Cosa dire agli incerti sulla terza dose?

«Sarebbe un grave errore non farla, perché oggi vorrebbe dire trovarsi nella stessa situazione di chi non ha fatto nemmeno le prime due e quindi completamente scoperto. Di fronte alle varianti bisogna alzare il muro. Se fossimo ancora davanti al virus originario, probabilmente due dosi basterebbero perché il vaccino era stato studiato per fare due dosi. Ora il vaccino iniziale ha bisogno appunto di un aiuto in più che corrisponde al la dose booster».

Il Ministero della Salute si è pronunciato venerdì sulla quarta dose, prevista per gli over 80, gli ospiti delle Rsa e i fragili tra i 60 e i 79 anni. Cosa ne pensa di questa indicazione?

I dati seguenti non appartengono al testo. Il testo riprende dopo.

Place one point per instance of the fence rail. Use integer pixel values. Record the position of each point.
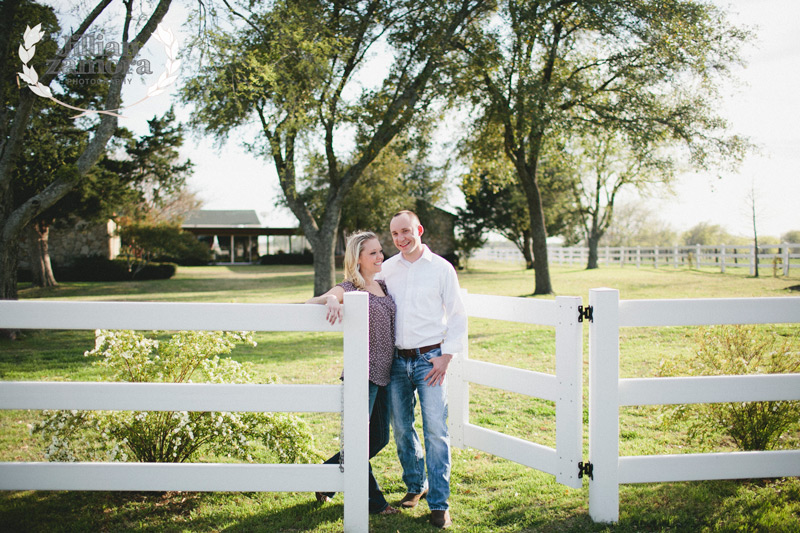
(352, 481)
(607, 393)
(564, 388)
(775, 257)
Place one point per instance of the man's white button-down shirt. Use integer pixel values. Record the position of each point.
(429, 305)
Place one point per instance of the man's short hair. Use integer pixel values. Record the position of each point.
(411, 214)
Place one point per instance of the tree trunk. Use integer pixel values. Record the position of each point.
(38, 234)
(593, 241)
(527, 250)
(324, 264)
(13, 221)
(538, 235)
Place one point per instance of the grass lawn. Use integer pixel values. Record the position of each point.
(488, 493)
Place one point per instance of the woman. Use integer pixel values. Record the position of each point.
(363, 258)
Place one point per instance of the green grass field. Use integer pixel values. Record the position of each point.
(488, 493)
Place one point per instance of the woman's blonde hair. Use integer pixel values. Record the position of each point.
(355, 244)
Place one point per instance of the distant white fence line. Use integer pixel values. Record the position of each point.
(607, 393)
(780, 257)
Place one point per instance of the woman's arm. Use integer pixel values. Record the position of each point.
(333, 300)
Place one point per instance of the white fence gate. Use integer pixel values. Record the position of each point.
(564, 388)
(607, 393)
(352, 481)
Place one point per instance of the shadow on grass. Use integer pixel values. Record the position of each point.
(697, 506)
(46, 353)
(172, 289)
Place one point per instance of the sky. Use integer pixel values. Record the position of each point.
(764, 106)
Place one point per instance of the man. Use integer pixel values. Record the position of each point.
(431, 323)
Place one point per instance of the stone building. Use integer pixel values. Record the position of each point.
(79, 238)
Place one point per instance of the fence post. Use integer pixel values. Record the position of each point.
(569, 376)
(786, 259)
(604, 405)
(355, 416)
(458, 391)
(722, 252)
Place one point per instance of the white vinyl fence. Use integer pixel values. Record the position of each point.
(564, 388)
(607, 393)
(779, 259)
(605, 468)
(353, 392)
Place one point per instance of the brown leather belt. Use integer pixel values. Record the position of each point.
(413, 352)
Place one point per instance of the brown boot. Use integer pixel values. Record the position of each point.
(410, 500)
(441, 519)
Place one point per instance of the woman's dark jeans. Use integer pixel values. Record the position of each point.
(378, 439)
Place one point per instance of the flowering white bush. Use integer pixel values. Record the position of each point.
(171, 437)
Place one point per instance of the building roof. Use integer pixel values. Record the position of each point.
(222, 219)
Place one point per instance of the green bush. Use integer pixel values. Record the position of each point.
(306, 257)
(165, 243)
(738, 350)
(96, 268)
(171, 437)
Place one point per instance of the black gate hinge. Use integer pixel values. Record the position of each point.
(585, 468)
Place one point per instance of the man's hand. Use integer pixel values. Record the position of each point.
(437, 374)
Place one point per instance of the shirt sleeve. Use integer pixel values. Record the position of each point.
(455, 312)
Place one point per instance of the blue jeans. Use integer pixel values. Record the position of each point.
(408, 376)
(378, 439)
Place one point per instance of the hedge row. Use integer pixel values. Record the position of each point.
(101, 269)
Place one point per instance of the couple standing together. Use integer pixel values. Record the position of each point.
(417, 323)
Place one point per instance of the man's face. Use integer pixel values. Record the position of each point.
(406, 234)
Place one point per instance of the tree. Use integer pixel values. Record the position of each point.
(132, 187)
(792, 236)
(495, 202)
(605, 165)
(546, 69)
(493, 207)
(298, 70)
(398, 176)
(21, 104)
(706, 233)
(635, 225)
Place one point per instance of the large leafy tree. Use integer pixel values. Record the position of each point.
(496, 202)
(301, 71)
(648, 69)
(20, 106)
(605, 165)
(400, 175)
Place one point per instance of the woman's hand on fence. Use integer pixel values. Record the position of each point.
(335, 309)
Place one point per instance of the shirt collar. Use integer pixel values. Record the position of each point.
(426, 255)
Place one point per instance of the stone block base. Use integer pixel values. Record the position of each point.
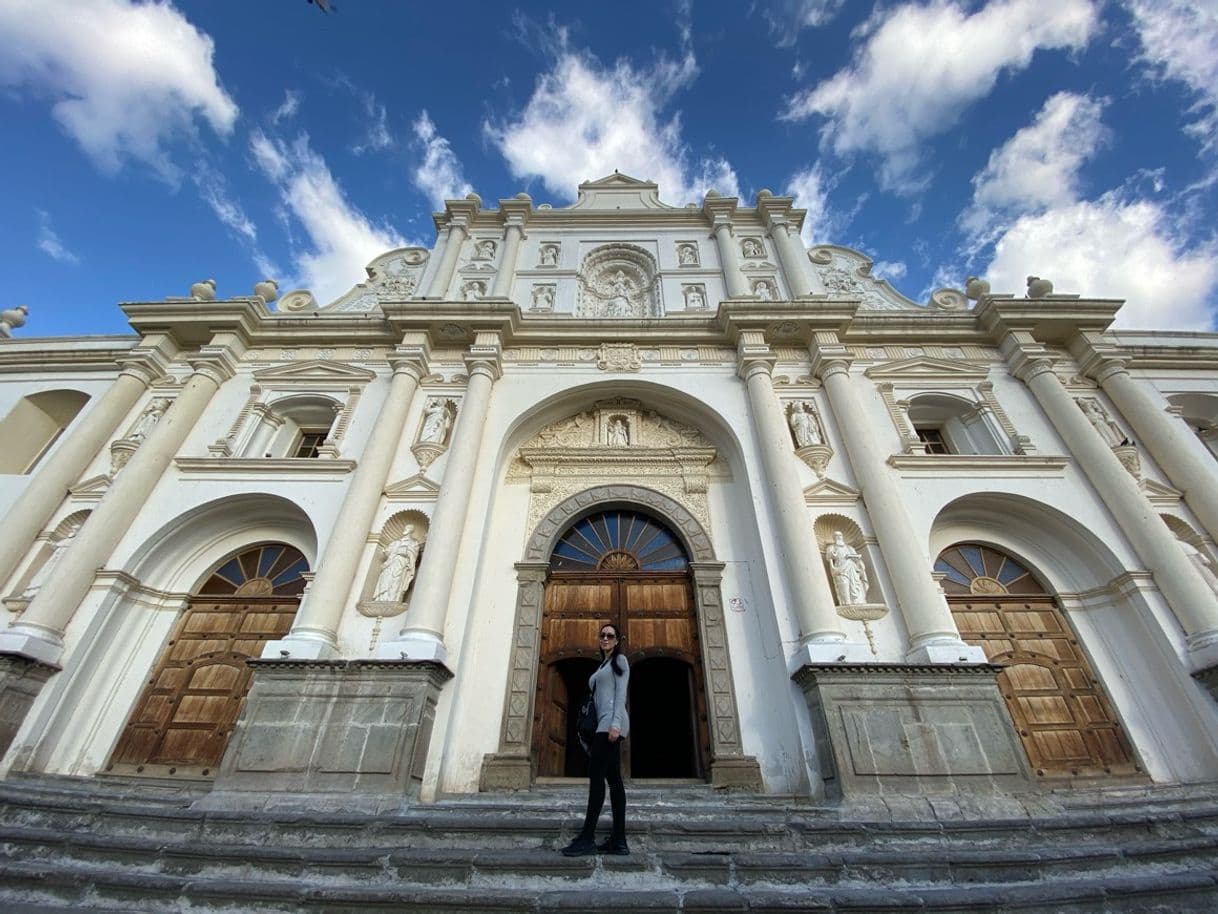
(912, 730)
(21, 680)
(333, 728)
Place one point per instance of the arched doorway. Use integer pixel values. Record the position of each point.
(1056, 702)
(194, 695)
(625, 567)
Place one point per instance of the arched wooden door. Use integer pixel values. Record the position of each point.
(1056, 702)
(623, 567)
(194, 695)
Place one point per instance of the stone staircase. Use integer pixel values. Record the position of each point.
(117, 845)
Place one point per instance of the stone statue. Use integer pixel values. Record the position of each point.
(150, 417)
(804, 427)
(397, 567)
(1202, 562)
(42, 574)
(1108, 430)
(10, 319)
(619, 434)
(848, 572)
(436, 419)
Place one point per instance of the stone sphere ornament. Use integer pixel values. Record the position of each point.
(1039, 288)
(267, 290)
(204, 290)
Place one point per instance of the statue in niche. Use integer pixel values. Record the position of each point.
(436, 419)
(397, 567)
(1108, 430)
(150, 417)
(804, 425)
(42, 574)
(848, 572)
(619, 433)
(1202, 563)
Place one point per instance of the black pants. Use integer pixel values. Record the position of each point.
(604, 763)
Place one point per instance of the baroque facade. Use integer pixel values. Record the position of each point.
(858, 544)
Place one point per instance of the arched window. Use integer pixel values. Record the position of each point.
(34, 424)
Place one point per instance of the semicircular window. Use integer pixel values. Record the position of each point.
(619, 541)
(268, 570)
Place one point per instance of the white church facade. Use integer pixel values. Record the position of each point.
(856, 544)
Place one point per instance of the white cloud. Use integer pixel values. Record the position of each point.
(341, 238)
(788, 17)
(811, 190)
(1116, 249)
(49, 240)
(584, 121)
(439, 177)
(1180, 40)
(918, 67)
(1038, 167)
(126, 78)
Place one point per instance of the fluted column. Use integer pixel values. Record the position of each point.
(314, 629)
(1194, 603)
(821, 634)
(933, 633)
(39, 631)
(1167, 439)
(46, 490)
(423, 637)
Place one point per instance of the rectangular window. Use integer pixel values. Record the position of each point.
(933, 440)
(309, 441)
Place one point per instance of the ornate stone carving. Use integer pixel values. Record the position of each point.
(619, 282)
(619, 357)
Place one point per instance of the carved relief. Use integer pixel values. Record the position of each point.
(619, 282)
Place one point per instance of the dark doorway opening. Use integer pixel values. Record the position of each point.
(661, 719)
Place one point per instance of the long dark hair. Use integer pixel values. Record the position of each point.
(616, 648)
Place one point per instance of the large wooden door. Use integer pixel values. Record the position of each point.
(1056, 702)
(626, 568)
(194, 696)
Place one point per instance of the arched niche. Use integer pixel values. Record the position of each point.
(512, 765)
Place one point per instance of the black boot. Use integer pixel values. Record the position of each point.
(615, 846)
(582, 846)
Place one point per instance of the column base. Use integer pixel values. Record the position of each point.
(21, 680)
(413, 646)
(822, 652)
(32, 645)
(912, 730)
(945, 652)
(345, 729)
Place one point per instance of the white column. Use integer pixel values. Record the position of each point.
(1168, 441)
(423, 636)
(443, 276)
(39, 631)
(512, 237)
(933, 633)
(1194, 603)
(44, 494)
(822, 639)
(314, 629)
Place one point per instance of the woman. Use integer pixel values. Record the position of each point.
(609, 687)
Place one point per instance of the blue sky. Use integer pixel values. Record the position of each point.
(151, 145)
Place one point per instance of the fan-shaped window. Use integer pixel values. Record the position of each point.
(948, 424)
(619, 541)
(34, 424)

«Oggi non ci sono sufficienti elementi scientifici per consigliare la quarta dose a tutti, quindi occorre molta cautela. La quarta dose per tutti oggi non serve, io parlerei di dose di richiamo da valutare a ottobre necessariamente con un vaccino aggiornato. Oggi il vaccino completa il suo ciclo con la terza dose nella popolazione generale e con la quarta dose nei fragili, immunodepressi e con patologie varie. Con la quarta dose penso si debba uscire da una logica di vaccinazione di massa, cioè una misura unica per tutti come abbiamo fatto fino ad oggi con le tre dosi dal bambino di 5 anni fino al 95enne, ed entrare invece in una prospettiva di vaccinazione che definirei individualizzata».

Quindi?

«L’80enne sano potrà andare dal suo medico e decidere insieme a lui se fare la quarta dose oggi, ma l’80enne con diabete o bronchite cronica sarebbe opportuno che la facesse. Servono meno proclami generalistici e una medicina su misura anche nelle vaccinazioni, ripristinando il primato della medicina sulla politica sanitaria».

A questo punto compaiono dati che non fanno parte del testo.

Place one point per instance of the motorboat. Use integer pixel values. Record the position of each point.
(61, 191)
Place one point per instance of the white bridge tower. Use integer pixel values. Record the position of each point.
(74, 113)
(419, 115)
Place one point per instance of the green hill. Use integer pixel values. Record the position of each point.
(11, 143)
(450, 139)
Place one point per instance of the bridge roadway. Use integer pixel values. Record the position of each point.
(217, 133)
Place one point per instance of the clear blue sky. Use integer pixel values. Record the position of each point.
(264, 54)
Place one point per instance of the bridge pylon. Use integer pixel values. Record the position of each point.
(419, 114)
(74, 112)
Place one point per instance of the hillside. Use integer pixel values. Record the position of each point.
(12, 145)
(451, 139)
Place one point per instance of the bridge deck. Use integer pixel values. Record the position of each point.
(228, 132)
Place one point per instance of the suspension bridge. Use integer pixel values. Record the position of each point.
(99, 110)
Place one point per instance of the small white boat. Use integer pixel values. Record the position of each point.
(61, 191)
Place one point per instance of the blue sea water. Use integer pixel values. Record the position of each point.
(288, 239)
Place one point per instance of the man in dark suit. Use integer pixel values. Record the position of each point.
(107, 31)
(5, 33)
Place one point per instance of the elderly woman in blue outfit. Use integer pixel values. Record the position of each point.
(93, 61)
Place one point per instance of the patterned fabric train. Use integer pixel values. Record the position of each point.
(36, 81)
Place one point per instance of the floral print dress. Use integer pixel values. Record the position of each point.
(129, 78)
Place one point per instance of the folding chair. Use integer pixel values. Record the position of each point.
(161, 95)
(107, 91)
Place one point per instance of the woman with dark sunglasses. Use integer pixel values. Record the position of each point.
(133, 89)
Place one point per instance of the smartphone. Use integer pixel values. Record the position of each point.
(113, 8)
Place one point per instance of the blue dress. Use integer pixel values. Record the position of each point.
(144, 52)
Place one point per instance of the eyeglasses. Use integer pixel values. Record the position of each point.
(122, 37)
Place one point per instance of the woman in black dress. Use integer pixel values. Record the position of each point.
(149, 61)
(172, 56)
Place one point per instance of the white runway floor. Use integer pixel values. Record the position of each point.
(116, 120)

Sui contagi siamo arrivati al plateau ?

«È come essere su un altopiano, a 500 metri sul livello del mare. Non ci sarà una veloce riduzione dei contagi, ma penso altre settimane di convivenza con una variante contagiosa. Non credo si possa parlare di picco, ci saranno rimbalzi cui dovremo abituarci. Il vero indicatore cui prestare attenzione è quanta gente ha forme gravi che necessitano di ricovero ospedaliero».

È una scelta giusta allentare le misure restrittive?

«Bisogna tornare a una vita normale. È opportuno oggi raccomandare la mascherina agli anziani, ai fragili, indossarla anche all’aperto se non ci si può distanziare, dopodiché una misura unica per tutti non va più bene, bisogna uscire dalla logica secondo cui tutto venga declinato con degli obblighi, questo è il passato. Il presente è un alleggerimento totale delle regole con raccomandazioni».

Pensa che negli ospedali abbiano ancora senso i reparti Covid dedicati?

«No. Direi basta coi maxi contenitori Covid negli ospedali; avevano senso due anni fa con reparti pieni di gente con polmonite, caschi e ventilatori, oggi abbiamo contenitori pieni di gente solo con tampone positivo. Sarebbe meglio che questi pazienti andassero nei reparti di ortopedia e cardiologia e all’interno di quelle aree ci fossero stanze dedicate e isolate per il Covid».